The process by which we learn to enjoy something occurs between the
prefrontal cortex of the brain, the part of the brain responsible for
higher reasoning, and the limbic system, the older part of the brain
responsible for primitive urges. The nucleus accumbens and ventral tegmental
area are part of the limbic system. If a drug interferes with the dopamine
flow to the ventral tegmental area, that changes the chemical message
that flows to the nucleus accumbens and the prefrontal cortex, making
it a different message than what would have normally been sent.
David Friedman is professor
at Wake Forest School of Medicine's Department of Physiology and Pharmacology
in Winston-Salem, N.C. Friedman
said that in the 1950s scientists electrically stimulated the pathway
from the nucleus accumbens and the ventral tegmental area in humans.

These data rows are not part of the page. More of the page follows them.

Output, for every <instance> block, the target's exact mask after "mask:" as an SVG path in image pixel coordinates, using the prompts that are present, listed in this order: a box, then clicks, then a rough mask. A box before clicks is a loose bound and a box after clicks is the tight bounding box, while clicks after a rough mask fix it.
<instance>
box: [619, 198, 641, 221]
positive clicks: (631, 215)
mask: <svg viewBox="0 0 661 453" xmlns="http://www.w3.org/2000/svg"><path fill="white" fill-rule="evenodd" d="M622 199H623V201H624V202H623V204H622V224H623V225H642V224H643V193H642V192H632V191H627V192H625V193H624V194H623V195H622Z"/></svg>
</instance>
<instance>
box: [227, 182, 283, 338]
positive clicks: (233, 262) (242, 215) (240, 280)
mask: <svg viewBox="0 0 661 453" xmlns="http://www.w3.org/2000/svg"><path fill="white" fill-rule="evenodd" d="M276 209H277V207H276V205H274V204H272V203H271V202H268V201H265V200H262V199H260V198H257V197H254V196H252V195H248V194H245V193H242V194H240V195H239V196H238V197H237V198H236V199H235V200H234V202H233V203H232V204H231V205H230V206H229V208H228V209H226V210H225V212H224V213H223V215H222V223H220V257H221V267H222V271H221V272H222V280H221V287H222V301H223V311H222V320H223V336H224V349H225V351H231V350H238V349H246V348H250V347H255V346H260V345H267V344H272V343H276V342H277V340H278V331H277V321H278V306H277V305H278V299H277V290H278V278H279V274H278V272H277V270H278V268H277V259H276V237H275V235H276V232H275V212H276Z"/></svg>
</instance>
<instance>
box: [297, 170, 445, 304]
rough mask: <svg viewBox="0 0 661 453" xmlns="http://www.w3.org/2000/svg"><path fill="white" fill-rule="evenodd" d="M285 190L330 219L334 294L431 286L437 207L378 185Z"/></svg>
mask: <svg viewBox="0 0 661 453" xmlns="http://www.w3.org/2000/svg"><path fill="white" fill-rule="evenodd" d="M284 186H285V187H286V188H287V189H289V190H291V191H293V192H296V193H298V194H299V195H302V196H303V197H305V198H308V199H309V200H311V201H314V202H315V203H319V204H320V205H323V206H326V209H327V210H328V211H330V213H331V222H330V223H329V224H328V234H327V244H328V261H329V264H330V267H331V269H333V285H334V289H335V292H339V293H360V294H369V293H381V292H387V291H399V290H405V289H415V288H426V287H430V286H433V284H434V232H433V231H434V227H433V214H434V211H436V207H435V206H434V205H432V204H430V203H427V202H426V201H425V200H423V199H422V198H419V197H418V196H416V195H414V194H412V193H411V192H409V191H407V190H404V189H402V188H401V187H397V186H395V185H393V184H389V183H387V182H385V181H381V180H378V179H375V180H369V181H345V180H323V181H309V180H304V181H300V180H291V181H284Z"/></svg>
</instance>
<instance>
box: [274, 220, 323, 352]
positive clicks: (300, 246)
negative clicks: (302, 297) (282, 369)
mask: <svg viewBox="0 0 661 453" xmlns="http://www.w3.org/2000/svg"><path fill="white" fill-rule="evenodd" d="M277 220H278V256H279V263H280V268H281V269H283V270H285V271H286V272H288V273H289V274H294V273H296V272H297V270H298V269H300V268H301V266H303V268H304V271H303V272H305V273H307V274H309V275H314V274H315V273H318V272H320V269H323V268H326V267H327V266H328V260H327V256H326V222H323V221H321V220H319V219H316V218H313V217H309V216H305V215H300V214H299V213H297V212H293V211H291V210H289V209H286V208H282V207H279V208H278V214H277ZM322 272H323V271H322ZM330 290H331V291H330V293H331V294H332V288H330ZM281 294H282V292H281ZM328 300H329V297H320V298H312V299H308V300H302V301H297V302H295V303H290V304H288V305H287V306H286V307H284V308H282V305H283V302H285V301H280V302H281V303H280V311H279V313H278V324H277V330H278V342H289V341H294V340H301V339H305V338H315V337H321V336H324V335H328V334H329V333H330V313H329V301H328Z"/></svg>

The test subjects reported feeling pleasure.
All drugs of abuse except
hallucinogens release dopamine into a part of the brain called the nucleus
accumbens, Friedman said.
Changes in the way the
brain works aren't the only processes involved in drug addiction. Behavior
conditioning also plays a part.
Scientists know that humans
find rewarding the things we need to do to survive, such as eat and
reproduce. We learn to repeat any action that we find rewarding, which
is called operant conditioning. The neural circuit -- the pathway to
reward - includes the ventral tegmental area, nucleus accumbens and
prefrontal cortex and is the structure involved in the reward principle.
Drugs activate the brain's reward system. "Relief from stress is
just as important as getting pleasure," Friedman said.
When that reward pathway
is activated, that teaches us to repeat the behavior that activated.